Nowhere has done it quite as extensively as Germany’s Ruhr valley with its vast legacy of rusting towers and ruined foundries turned into mesmerising follies in public parkland. The remarkable Inota outside Budapest (for which the familiar cooling-tower shapes were invented in the 1950s) has shown how cavernous industrial interiors can lend themselves to booming club nights and shows with incredible acoustics. Meanwhile, a pair of cooling towers in South Africa’s Soweto Township have been successfully repurposed as a venue for extreme sports.

An aerial view shows people swimming in the ‘Werksschwimmbad’ swimming pool at Zeche Zollverein
Swimmers in the ‘Werksschwimmbad’ pool at Zeche Zollverein in Essen. Germany’s Ruhr valley has proved the popularity and adaptability of preserving former industrial buildings © Ina Fassbender/AFP/Getty Images

Back in the UK, the Twentieth Century Society, which lobbies for the protection of modern buildings, has a campaign to save the nation’s cooling towers, like the dense huddle at Ratcliffe, gone quiet this week. In the 1960s there were 240 of these huge concrete towers, like pots in the process of being thrown, across the country. Now there are 45 left and those are mostly earmarked for demolition within the decade.

These places are cathedrals of power, looming, ready for reimagining. The reason Tate Modern’s Turbine Hall is so impressive is that we could never now justify building on that scale for culture today. Yet these places exist and they could provide epic centrepieces and markers for the much-touted new towns. One such at Fawley in Hampshire saw the demolition of a power station with its glam-futuristic 1970s control room, only for the town site to be abandoned as depressingly bleak.

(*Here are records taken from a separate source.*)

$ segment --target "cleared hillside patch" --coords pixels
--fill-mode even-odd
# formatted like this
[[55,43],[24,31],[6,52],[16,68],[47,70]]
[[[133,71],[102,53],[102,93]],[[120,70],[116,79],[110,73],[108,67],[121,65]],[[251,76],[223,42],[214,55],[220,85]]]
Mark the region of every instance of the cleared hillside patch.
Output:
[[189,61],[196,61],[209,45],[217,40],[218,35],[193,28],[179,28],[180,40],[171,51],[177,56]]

These powerful structures have consistently inspired culture. German photographers Bernd and Hilla Becher’s portraits of industrial structures founded a new movement in objective photography — the Düsseldorf School, from whence came Andreas Gursky, Candida Höfer and Thomas Struth. Playwright James Graham broadcast a plea on the BBC to save the Ratcliffe cooling towers, familiar to him from his childhood. And director Ridley Scott, in creating one of the most memorable futurescapes in the film Blade Runner, attempted to evoke his memories of the now flattened Teesside steelworks at night, belching smoke and spitting fire like monstrous metal beasts.

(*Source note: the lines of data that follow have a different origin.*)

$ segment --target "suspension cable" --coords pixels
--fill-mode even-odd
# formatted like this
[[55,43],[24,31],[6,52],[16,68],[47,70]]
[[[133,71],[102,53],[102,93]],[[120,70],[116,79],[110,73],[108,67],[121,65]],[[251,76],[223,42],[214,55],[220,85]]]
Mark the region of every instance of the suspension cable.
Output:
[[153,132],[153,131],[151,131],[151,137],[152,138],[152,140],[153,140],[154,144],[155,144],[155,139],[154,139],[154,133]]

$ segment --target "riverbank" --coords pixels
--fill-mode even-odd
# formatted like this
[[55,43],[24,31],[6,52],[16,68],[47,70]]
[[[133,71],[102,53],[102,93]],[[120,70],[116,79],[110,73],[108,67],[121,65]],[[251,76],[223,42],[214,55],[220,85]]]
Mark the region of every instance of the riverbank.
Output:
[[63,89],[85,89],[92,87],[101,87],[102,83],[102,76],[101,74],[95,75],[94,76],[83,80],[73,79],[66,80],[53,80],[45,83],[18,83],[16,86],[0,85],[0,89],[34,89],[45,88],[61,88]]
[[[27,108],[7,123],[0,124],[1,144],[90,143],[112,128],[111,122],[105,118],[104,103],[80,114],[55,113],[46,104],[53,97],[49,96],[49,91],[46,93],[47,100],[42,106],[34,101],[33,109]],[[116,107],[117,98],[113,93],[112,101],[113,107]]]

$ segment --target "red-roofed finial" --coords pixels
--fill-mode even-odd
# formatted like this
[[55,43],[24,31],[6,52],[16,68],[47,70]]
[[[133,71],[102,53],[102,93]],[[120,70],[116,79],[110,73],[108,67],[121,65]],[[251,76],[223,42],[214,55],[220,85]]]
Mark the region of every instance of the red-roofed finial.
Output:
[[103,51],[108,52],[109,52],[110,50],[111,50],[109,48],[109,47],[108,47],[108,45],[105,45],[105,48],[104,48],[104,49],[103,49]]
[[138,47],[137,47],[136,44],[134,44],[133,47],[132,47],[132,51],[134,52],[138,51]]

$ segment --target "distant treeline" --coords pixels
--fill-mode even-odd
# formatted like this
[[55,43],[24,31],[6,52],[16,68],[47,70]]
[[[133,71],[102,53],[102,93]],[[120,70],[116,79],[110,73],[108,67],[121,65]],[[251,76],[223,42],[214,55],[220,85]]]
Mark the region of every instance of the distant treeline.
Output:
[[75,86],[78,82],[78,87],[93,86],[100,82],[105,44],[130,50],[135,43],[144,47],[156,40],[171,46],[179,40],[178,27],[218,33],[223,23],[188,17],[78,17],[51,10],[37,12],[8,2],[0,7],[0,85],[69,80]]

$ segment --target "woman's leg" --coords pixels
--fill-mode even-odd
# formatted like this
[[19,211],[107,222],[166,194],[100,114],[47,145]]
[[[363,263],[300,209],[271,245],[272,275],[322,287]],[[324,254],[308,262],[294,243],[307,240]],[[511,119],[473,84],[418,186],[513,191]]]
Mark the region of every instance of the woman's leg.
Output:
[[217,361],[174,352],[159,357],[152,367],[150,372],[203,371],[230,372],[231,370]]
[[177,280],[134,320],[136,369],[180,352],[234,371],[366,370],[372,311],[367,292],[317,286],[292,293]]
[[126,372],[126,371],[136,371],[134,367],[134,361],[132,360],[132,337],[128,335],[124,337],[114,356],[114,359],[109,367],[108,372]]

The buildings might be at the end of one of their lives — they represent a carbon catastrophe and a planetary crisis, after all — but all that embodied concrete, energy, architecture and hard labour could be better served by maintaining them as relics from a past that will, one day, be almost incomprehensible. For the nation that pioneered the industrial revolution to be so careless with its industrial sublime looks intensely short-sighted.